Calculation of repeat size using IRR counts

The following formula, interpreted from the original publication of EH10,14, was used for estimating repeat size:

$$ N = r\left( {{1 } + i/d} \right) $$

where N = estimated number of repeats, r = read length, i = number of IRRs, and d = read depth.

r was set to be 128 or 151 for 10 × reads since the first read consisted of the 16 bp barcode and 7 bp adaptor sequence. Sizes calculated from each r individually formed the lower and upper boundaries of the estimate. stLFR reads are 100 bp long. Different lengths were observed for individual TELL-Seq reads in both the FASTQ and BAM files, possibly due to various amounts of quality trimming. We used the maximum length 146 bp as r in the above formula for TELL-Seq samples. i is taken as the sum of double the number of IRR pairs and the number of IRR anchors. d is calculated as the mean of the median read depths of a 1 kb region 500 bp upstream and downstream of the target region. The purpose of adding margins was to avoid potential coverage abnormalities caused by mapping difficulties in the immediate vicinities of the STR regions.
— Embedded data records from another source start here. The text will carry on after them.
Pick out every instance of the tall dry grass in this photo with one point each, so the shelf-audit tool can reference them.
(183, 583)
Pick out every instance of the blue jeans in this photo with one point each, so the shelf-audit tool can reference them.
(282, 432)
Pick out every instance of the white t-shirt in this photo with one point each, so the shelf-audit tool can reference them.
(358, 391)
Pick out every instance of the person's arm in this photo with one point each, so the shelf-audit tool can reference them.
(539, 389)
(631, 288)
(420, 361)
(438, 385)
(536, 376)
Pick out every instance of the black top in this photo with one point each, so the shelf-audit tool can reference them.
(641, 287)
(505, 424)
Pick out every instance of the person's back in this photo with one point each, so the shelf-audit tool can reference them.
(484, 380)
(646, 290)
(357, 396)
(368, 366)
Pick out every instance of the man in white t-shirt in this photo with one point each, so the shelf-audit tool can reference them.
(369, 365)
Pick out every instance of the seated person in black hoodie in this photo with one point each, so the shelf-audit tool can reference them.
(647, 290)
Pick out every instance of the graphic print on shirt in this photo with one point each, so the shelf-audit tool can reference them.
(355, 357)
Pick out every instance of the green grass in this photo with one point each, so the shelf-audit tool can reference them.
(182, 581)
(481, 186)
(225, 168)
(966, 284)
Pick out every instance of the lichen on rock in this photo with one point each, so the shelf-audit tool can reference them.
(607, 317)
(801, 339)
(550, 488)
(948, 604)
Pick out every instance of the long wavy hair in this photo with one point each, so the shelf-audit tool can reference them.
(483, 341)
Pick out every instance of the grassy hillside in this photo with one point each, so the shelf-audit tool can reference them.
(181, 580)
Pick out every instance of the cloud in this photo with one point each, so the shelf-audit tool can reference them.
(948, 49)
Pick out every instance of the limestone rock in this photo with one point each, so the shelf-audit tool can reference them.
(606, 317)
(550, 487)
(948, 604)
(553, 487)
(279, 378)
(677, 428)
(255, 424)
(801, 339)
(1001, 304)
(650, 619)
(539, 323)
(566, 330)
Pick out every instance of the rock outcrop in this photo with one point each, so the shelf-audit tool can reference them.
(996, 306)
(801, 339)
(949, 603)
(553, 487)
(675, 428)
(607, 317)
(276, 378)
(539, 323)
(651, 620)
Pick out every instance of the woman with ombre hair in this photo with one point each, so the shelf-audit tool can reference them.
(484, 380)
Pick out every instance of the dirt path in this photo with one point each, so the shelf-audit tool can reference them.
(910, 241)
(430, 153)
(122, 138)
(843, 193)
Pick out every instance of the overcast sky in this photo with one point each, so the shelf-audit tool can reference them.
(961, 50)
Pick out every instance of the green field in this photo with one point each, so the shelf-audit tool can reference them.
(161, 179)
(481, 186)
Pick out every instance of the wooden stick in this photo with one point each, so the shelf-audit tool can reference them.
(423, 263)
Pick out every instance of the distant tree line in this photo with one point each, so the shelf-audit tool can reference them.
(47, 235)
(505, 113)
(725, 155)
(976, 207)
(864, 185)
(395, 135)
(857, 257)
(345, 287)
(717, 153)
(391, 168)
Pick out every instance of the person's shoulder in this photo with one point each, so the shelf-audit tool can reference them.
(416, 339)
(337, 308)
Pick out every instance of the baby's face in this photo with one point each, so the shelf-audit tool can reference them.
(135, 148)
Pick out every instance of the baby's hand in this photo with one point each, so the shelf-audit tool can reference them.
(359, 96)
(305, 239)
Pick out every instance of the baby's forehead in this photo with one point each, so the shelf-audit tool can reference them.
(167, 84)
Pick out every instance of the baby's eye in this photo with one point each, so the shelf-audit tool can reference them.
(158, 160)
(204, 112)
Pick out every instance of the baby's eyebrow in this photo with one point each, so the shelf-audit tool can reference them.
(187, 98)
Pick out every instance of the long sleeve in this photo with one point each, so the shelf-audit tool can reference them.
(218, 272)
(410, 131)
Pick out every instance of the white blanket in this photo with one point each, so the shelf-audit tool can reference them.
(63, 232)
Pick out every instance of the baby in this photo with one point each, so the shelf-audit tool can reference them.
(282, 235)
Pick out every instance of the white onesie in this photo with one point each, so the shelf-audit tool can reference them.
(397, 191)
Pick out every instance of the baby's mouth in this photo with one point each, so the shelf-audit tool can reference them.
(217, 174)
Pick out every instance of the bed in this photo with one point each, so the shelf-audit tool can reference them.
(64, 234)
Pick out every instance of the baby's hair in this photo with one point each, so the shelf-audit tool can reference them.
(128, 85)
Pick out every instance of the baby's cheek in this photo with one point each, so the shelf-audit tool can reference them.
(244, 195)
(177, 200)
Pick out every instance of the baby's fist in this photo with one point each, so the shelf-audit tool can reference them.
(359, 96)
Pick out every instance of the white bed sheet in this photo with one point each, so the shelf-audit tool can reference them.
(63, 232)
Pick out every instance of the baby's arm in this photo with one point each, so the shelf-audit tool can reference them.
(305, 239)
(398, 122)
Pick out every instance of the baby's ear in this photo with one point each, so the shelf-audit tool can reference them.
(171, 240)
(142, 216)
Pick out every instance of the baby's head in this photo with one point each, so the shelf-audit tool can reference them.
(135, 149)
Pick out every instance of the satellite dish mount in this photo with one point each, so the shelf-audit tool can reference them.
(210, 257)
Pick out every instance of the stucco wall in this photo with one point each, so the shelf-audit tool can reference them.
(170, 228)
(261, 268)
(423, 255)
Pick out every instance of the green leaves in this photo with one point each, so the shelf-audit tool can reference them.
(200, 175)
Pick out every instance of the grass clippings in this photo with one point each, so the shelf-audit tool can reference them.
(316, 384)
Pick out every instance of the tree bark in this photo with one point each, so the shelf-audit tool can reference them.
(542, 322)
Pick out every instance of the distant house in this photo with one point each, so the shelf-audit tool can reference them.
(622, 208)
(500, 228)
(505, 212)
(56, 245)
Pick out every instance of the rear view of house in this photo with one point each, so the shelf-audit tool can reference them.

Determination of Jaccard index of barcode sharing

At a given genomic interval (d), we defined the left (L) and right (R) flanking regions as the 1 kb regions immediately upstream and downstream of the interval, respectively (Fig. 2b). Within 5 kb upstream and downstream of the flanking regions, we collected barcodes from all alignments and stored the start and end alignment coordinates sorted by barcode. Barcode identities were either available from the “BX” tags in the Long Ranger processed BAMs of 10 × and TELL-Seq samples or extracted from read names (portion after “#”) for stLFR samples. The span for each barcode was established as the first and last coordinates sorted numerically. Barcodes encompassing the left (BCL) or right (BCR) flanking regions were identified by overlapping each barcode span with the boundaries of each region (Fig. 2b). Jaccard index (JI) is calculated as the ratio of the number of shared (|BCL∩R|) to the total number of barcodes (|BCLR|) spanning either flanking region (Fig. 2b).

Size estimate of genomic intervals using Jaccard index

Size estimate of a test genomic interval is derived from comparing its (BCL, BCR, JI) against the same tuples calculated from a large number of random, pre-determined intervals (database). The Euclidean distance between the test tuple and each tuple in the database was computed and the sizes of the topmost similar (E) intervals with Euclidean distances less than a preset value, F, were kept (progressive trials of small-to-large values of F may need to be performed to identify E similar intervals from the database). The median and the inter-quartile range of the sizes of the retained intervals were used as the estimate and range of the prediction. To generate the databases, we randomly picked 50,000 positions in the reference autosomes excluding sequence gaps and regions that may pose challenges to alignment, such as segmental duplications and peri-centromeric regions. For the NA12878 and FXN samples, we interrogated intervals from 200 to 4000 bp at a step-size of 100 bp at each position. For the simulation samples, because the expansion allele is larger, interval sizes from 5 to 40 kb at a step-size of 500 bp were used instead. E was set to be 200; F was set as 4 for NA12878 and FXN samples but increased to 200 for the large allele in the simulation samples as the differences between the tuples were much increased.